SEC Chair Gary Gensler, known for his critical stance on the crypto industry, issued a critical statement regarding the passage of crypto legislation that could potentially diminish the agency’s authority.
Gensler highlighted the industry’s history of failures, frauds, and bankruptcies, attributing them not to a lack of rules but to many players in the crypto industry disregarding the existing regulations.
His statement was released before the Financial Innovation and Technology for the 21st Century Act, or FIT 21, passed in the U.S. House of Representatives.
While Gensler’s agency may face challenges, TD Cowen predicts that the SEC will maintain its Democratic majority until 2026.
The research group expects the agency to continue litigating against crypto trading platforms that trade tokens deemed unregistered securities by the SEC.
Spot Ether ETF Approval Proves ETH is Not a Security
The recent approval of spot ETH ETFs potentially confirms Ether’s status as a non-security, according to industry experts.
As reported, Bloomberg ETF analyst James Seyffart has said that the approval of these commodity-based trust shares implies that the SEC explicitly recognizes Ether as not being a security.
Seyffart further suggested that this recognition could extend to other tokens as well, solidifying their classification as commodities.
Digital asset lawyer Justin Browder echoed Seyffart’s sentiment, stating that if Ether ETFs receive S-1 approval, which is the final requirement for them to begin trading, it would settle the debate once and for all, affirming that ETH is indeed not a security.
This is a key point.

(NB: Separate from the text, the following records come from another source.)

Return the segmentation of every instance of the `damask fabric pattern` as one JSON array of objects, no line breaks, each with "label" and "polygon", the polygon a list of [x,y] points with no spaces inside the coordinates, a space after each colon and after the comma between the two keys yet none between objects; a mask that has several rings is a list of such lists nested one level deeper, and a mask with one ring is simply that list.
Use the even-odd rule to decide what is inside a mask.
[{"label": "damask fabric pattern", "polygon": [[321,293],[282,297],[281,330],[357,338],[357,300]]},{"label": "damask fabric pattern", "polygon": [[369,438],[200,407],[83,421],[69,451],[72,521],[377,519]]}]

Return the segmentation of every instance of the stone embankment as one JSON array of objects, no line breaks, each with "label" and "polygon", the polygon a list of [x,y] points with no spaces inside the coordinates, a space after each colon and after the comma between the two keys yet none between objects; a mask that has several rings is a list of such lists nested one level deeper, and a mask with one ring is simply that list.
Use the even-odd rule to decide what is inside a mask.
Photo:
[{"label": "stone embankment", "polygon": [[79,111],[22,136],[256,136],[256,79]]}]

The reason the approval of the spot ETH ETFs is a clear indication that the SEC does not consider ETH a security is because funds whose assets are 40% or more securities may not register through a Form S-1; rather, they are considered investment companies and… https://t.co/Q2MkMsrqNg
— TuongVy Le 🗽🔭🍕🦄 (@TuongvyLe12) May 23, 2024
Adam Cochran, a partner at venture capital firm Cinneamhain Ventures, took the argument a step further, suggesting that this line of thinking could be applied to tokens of other projects as well.
On May 23, the SEC officially approved 19b-4 applications from VanEck, BlackRock, Fidelity, Grayscale, Franklin Templeton, ARK 21Shares, Invesco Galaxy, and Bitwise for issuing spot Ether ETFs.
Notably, several ETF issuers removed staking from their final amendments.
Seyffart predicts that the S-1 approvals could be granted in a “couple of weeks,” although he acknowledges that the process may take longer, typically spanning up to five months.
However, fellow Bloomberg ETF analyst Eric Balchunas believes that a mid-June launch is certainly possible.